Dealing with state or federal assigned caseworkers is hellish. The one I was assigned to most recently says 'I don't know' as a response to questions 95% of the time. I requested she talk through my mother or through Sean, instead of myself, since I have a hard time controlling my emotions with them and not getting completely frustrated and angry.

When the pharmacy initially called and told me they had cut my insurance, I started having a panic attack. The panic attack somehow triggered the worst nosebleed I've ever had. I was gagging and choking, while trying to talk on the phone and crying at the same time. I've requested help for my anxiety, but they refuse to pay attention to it. Everything gets 'pooh-poohed' by them.

When the caseworker finally called me back, I told her that she was cutting medications from me that I need. If I were to stop taking them altogether, my kidneys would fail. Adrenal failure or something (more factual posts will be coming soon, I'm just tired and need to write this before I forget to.). She said "How is that?" skeptically.
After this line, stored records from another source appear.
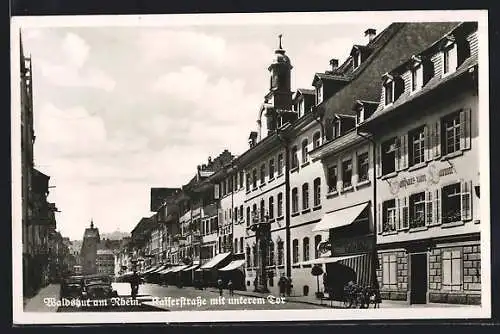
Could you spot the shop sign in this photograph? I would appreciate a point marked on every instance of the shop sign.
(353, 245)
(431, 176)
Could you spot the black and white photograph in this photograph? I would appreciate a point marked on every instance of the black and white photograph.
(294, 166)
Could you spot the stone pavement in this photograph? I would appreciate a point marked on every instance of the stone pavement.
(37, 304)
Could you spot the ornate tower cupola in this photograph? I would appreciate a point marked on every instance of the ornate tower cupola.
(279, 98)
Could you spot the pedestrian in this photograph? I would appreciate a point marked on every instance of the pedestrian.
(219, 285)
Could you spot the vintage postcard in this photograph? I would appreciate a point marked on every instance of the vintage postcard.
(297, 166)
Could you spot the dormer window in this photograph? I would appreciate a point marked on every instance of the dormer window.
(449, 58)
(319, 93)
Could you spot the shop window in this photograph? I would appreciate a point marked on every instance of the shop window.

And I told her, because it was the closest comparison I could come up with in that state, 'Because withdrawing from Prednisone is like withdrawing from HEROIN!'. The woman's response? "Well, I've never heard THAT."

When I called the doctors office and told them they pulled my insurance out from under me while I was going through withdrawals, the nurse was extremely concerned. SHE knew the severity of their actions. These people need better training and they need to do better research about the people they're supposed to be helping.

Boy Oh Boy Am I Ever Fed Up

When I went in for my first appointment to meet the DSHS CSO (Department of Social & Health Services Social Worker) I knew from the first time that I was going to have problems with her. It's been six months and she's still saying 'i don't know' just as much as the first time we met. I'll go into more detail about that meeting and my other experiences with her at another time, but let's just say I've heard a lot of 'I don't know's" on her behalf. At that original meeting I indicated to her that I was suffering from extreme social anxiety, so she sent me to an psych evaluator.

1) The lady had a flight of steps in her office, kinda difficult for someone who is disabled and there for that reason, to climb up.
2) She barely said to words to me. I took a 500 question true or false quiz, then I did two timed connect the dots. I'm not exaggerating by any means.

From the psych evaluator's amazing test giving skills, she decided that my anxiety was the result of my 'abuse' of PREDNISONE and HYDROCODONE. ABUSE.

Status Update (handwritten.)

From the amount off Benadryl, tylenol and my regular medications taken to treat the sinus infection, my kidneys are suffering. I'm 'on the verge' of a UTI. I drink tons of water and juice and still the symptoms are there.

I'm sure the Prednisone withdrawals aren't helping with my kdineys, either. Plus the side effects of loss of appetite and nausea means I'm eating next to nothing with probably doesn't help either.